The Thomas More Society, a “religious liberty” law firm, claims that the bubble zone law is unevenly applied, making it hard for anti-abortion protesters to get close enough to patients to shove leaflets into their hands. They call the law “confusing” and say filing suit on behalf of the Pro-Life Action League “and sidewalk counselors who reach out to women who may feel they have no option other than to end their baby’s life.”

The complaint, as the Chicago Tribune reports, accuses the city, Mayor Rahm Emanuel, police Superintendent Eddie Johnson and Transportation Commissioner Rebekah Scheinfeld of “partnering with abortion vendors to violate the rights of those who wish to reach out to women seeking abortions.”

“Pro-life advocates are being singled out,” Thomas Olp told the paper, senior counsel at the Thomas More Society. “And their constitutional protections are being trampled.” The lawsuit also claims that anti-abortion pamphlets are being taken away from patients by the police after the protesters get them into their hands.
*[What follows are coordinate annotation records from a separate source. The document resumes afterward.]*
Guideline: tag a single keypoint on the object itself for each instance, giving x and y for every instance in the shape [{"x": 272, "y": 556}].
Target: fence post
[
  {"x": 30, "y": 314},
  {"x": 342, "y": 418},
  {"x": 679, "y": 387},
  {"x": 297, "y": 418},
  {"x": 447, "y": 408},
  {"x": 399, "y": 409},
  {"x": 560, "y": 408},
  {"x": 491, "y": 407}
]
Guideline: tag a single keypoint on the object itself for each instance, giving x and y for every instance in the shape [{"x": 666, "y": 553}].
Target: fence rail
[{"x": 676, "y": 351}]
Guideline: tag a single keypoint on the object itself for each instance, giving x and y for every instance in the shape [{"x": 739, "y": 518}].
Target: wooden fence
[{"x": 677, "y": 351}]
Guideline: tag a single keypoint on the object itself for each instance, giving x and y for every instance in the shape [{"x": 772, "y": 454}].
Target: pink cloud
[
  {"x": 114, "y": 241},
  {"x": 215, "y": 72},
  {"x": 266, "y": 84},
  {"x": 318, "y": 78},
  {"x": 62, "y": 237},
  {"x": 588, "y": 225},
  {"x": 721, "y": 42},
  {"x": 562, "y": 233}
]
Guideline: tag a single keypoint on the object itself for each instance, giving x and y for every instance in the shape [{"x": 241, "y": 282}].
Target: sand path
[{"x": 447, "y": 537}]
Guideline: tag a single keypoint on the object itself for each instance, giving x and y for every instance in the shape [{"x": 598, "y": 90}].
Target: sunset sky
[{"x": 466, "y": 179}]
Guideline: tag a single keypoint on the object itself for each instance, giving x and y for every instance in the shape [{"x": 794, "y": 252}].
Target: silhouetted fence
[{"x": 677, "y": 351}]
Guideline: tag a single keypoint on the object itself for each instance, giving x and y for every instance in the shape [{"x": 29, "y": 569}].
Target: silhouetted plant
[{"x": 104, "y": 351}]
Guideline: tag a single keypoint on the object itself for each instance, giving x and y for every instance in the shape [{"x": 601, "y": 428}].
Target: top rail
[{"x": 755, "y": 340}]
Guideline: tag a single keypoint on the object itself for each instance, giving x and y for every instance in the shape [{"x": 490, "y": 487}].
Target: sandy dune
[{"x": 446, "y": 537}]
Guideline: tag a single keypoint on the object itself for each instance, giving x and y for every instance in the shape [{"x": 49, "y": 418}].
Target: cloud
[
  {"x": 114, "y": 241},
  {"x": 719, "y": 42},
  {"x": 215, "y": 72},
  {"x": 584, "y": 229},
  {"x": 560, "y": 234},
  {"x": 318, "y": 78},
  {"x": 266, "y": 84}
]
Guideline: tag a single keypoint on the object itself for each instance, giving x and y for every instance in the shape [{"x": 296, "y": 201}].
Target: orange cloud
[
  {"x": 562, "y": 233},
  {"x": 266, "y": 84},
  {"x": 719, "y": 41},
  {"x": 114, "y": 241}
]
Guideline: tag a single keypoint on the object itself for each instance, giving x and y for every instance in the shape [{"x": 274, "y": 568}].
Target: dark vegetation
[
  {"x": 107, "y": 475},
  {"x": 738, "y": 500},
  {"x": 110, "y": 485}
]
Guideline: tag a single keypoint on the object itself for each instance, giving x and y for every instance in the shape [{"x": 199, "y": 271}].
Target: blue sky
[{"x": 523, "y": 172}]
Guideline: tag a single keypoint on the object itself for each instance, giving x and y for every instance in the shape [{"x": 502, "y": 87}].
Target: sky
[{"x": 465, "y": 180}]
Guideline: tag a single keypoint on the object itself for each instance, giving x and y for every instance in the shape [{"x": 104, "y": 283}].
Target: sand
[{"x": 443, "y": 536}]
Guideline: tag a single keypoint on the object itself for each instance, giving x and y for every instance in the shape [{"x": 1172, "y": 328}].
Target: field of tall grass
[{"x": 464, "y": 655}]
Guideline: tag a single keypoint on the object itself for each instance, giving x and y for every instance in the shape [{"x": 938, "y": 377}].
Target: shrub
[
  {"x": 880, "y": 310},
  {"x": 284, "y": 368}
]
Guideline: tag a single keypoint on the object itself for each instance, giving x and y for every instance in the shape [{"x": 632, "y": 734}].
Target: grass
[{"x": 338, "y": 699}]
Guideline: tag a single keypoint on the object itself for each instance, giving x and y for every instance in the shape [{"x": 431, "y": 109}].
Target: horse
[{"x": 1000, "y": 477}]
The law that the Supreme Court struck down in 2014 was a Massachusetts ordinance that created a hard 35-foot buffer zone around abortion clinics. Brigid Leahy, Planned Parenthood of Illinois’ public policy director, told WBEZ the Chicago law is different, in that it doesn’t prevent protesters from entering the space around the clinics. Planned Parenthood argues that the eight-foot “no approach zone” is similar to one upheld by the Supreme Court in 2000. In that case, anti-abortion activists unsuccessfully challenged a Colorado statute that made it a crime for any person to ““knowingly approach” within 8 feet of another person, without that person’s consent, in order to pass “a leaflet or handbill” or engage in “oral protest, education or counseling.”

The Thomas More Society claims anti-abortion activists have been subject to “several wrongful arrests” due to the law.